Sunday, March 1, 2009

A return to letter writing...I hope

I hate being on the phone. In the age of digital mobile technology, it’s awkward. It’s hard to hear the other person and often stymieing in terms of useful discourse. I like to think about what I’m trying to say before I say it and being on the phone short circuits that process. It also has the regrettable consequence of violating my privacy. Anyone within earshot gets to hear what I’d usually prefer to keep to myself.

That’s why when email and then the rise in texting emerged I was thrilled. The emphasis is in trying to communicate ideas and concepts via words not little, pre-rehearsed sound bites. Plus I’m way too distracted by life to actually spend time in a one-on-one conversation by happenstance. If I want to communicate with someone face to face (or receiver to receiver) then I like to plan it, not get stuck in it by default when I’m in the middle of taking a shower, cleaning out my office or enjoying Battlestar Galactica. I consider timing…my timing… to be primary to me, not the province of the person calling me.

This week I’m taking this asynchronous communication model even farther.

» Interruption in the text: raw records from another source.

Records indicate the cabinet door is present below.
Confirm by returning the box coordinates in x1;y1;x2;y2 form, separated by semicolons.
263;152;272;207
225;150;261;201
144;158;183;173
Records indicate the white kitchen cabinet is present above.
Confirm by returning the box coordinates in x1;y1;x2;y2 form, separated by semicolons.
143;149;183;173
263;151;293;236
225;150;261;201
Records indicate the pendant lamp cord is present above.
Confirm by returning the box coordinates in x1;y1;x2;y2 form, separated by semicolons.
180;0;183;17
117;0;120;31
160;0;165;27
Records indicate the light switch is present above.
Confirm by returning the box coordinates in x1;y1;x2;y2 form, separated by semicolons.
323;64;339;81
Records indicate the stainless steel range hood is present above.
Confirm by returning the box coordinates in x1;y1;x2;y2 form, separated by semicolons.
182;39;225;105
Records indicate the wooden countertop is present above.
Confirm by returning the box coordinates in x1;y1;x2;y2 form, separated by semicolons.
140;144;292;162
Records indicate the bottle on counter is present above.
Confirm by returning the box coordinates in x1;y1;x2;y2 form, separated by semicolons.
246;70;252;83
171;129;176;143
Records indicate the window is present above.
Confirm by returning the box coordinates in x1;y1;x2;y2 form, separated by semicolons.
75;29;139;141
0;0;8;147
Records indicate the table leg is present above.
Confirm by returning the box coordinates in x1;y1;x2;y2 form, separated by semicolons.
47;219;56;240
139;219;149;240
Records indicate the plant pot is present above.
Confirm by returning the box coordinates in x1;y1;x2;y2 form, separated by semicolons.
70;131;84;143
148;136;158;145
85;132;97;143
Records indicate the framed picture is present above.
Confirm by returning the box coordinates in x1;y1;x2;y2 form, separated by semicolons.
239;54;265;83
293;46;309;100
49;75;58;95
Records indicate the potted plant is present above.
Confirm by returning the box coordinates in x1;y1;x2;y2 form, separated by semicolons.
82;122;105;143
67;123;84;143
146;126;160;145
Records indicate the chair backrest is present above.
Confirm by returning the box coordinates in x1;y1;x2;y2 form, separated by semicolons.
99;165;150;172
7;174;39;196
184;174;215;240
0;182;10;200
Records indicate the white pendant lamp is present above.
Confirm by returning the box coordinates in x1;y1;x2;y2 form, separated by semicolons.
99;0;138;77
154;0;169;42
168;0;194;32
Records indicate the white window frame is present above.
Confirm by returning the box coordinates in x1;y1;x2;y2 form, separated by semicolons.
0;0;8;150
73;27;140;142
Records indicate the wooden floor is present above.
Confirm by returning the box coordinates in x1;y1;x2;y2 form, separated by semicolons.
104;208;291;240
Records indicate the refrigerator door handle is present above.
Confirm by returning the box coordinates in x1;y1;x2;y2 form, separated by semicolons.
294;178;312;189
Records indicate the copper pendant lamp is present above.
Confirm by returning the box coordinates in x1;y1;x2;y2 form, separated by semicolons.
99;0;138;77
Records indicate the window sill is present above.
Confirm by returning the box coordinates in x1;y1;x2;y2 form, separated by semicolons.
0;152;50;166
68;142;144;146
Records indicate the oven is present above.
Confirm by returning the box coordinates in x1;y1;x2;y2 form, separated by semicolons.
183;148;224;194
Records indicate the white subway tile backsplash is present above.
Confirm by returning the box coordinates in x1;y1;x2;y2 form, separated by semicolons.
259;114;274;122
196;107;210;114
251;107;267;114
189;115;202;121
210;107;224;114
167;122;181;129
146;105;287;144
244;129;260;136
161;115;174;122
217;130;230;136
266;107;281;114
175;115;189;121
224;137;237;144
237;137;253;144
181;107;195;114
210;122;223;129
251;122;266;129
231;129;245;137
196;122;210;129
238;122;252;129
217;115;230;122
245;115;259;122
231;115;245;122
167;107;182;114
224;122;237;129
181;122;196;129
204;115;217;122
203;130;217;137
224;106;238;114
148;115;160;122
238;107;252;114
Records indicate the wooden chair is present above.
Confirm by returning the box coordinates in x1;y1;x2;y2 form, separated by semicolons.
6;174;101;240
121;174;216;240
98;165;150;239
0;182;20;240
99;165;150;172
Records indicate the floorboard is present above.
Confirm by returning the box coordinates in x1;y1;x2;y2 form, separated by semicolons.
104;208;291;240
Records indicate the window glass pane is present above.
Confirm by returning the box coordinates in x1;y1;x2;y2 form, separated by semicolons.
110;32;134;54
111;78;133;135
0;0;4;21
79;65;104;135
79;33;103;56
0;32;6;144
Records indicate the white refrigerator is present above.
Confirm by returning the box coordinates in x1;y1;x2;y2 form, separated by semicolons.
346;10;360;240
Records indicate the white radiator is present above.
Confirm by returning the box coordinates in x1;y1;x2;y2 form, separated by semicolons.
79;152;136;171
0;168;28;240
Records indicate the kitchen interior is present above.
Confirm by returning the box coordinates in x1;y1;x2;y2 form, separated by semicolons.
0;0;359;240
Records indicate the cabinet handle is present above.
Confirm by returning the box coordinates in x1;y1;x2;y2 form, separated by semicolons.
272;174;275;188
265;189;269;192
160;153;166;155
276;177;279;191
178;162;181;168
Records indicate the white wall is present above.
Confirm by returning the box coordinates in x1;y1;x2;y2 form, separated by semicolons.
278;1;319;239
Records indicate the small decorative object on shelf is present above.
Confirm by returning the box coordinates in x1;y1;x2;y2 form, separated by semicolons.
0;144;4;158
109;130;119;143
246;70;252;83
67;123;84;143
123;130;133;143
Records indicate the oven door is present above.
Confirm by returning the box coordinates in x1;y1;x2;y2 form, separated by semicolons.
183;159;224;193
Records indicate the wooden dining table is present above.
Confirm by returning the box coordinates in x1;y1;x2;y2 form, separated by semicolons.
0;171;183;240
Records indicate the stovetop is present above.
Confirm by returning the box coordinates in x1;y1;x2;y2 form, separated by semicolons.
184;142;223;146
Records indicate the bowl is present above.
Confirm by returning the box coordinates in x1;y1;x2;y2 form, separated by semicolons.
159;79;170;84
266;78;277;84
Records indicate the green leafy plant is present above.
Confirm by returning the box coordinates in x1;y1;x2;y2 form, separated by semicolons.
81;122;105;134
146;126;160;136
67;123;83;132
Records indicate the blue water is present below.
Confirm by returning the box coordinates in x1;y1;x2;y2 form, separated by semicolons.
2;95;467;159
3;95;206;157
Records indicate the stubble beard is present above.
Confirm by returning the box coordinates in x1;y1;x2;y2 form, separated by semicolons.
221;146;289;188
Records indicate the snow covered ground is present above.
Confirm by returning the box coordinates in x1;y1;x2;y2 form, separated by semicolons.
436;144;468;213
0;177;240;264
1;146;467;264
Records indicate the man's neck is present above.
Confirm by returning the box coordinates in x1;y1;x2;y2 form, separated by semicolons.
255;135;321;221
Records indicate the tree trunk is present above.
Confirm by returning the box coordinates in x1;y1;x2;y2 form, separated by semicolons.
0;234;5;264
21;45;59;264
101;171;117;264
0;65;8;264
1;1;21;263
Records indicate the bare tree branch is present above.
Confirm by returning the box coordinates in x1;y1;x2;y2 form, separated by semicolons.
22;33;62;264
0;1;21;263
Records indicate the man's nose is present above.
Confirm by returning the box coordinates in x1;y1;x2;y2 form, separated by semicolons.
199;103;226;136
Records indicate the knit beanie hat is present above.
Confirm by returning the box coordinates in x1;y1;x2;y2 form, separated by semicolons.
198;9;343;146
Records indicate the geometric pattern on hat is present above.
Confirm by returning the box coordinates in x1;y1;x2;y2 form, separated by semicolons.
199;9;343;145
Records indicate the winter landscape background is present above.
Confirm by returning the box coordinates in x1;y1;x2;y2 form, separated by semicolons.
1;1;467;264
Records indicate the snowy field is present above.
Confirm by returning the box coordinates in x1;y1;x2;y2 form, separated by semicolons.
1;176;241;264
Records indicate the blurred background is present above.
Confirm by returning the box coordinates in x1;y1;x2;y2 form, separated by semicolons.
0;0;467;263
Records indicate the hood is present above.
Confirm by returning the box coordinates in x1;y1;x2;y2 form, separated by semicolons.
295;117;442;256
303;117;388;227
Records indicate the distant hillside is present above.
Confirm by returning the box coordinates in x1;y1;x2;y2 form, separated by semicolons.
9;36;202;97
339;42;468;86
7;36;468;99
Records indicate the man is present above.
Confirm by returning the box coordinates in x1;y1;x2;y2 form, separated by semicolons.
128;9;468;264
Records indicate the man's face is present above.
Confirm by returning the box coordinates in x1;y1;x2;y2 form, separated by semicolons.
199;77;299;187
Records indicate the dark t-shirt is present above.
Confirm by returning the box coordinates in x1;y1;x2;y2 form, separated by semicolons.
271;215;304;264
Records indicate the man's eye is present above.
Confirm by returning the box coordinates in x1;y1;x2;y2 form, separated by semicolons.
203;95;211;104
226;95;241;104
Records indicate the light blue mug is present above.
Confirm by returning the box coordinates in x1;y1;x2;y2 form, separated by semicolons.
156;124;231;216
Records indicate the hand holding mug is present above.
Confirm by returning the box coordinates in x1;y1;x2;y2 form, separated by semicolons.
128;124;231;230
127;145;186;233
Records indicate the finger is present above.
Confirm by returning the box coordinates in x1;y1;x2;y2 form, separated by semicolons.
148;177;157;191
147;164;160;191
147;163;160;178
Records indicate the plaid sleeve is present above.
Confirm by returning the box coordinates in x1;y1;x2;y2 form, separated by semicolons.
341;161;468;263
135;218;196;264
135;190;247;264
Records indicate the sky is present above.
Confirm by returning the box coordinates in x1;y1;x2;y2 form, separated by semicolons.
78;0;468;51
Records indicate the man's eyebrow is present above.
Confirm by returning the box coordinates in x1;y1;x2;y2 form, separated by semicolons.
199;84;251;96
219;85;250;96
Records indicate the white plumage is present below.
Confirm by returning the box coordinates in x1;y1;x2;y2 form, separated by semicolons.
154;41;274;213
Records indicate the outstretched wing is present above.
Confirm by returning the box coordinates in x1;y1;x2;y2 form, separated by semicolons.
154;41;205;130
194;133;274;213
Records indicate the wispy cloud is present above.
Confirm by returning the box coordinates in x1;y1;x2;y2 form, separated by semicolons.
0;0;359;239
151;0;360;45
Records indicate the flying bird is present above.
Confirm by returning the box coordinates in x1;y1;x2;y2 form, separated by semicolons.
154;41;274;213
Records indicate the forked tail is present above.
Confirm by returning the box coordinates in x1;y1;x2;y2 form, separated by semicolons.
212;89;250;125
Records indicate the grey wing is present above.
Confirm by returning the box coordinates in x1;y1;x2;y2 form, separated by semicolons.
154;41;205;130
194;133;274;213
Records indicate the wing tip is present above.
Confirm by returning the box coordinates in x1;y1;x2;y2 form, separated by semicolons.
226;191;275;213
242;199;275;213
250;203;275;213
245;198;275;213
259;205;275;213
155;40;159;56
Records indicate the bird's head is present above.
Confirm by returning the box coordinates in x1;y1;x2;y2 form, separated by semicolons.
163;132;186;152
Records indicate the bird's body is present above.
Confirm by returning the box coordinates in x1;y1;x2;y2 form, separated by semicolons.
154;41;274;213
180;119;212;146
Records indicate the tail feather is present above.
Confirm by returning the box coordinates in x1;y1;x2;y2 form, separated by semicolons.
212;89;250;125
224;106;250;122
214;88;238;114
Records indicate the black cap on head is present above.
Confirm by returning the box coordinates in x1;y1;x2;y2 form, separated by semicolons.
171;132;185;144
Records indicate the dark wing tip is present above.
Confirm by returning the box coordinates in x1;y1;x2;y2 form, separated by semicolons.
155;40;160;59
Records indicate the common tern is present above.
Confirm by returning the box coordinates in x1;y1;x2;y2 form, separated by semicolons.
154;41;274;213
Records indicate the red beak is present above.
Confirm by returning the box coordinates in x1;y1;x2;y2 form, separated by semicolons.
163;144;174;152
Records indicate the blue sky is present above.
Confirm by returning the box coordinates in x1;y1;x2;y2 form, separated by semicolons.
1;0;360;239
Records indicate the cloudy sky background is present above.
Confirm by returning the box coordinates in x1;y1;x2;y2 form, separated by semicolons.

I actually took pen to paper and wrote a letter. It wasn’t anyone’s birthday and it clearly wasn’t a holiday. I just felt that the distance engendered by a letter slowed down the whole discourse game. That distance gave me some room to breathe. Allowed for some time between the call and response.

I appreciate that psychic space afforded by written dispatches. As a fairly defended person it allows me to discuss things more thoughtfully rather than being placed on the spot (and I say this despite the recent spate of Twitter bashing. Actually I love the economy of language that Twitter imposes. Such constraints are not always a bad thing.). As a life-long introvert, writing gives me the ability to consider and then address a more comprehensive platform of my ideas, examining them for flaws, and misrepresentations. Even as we dive headlong into the twilight of books, newspapers, letters and the like, I still believe there is a place (as was found for radio) for the old tools of connection, if only as a tool to narrow down the clamor of our many trains of thought.

I hope today’s letter will be my first of many.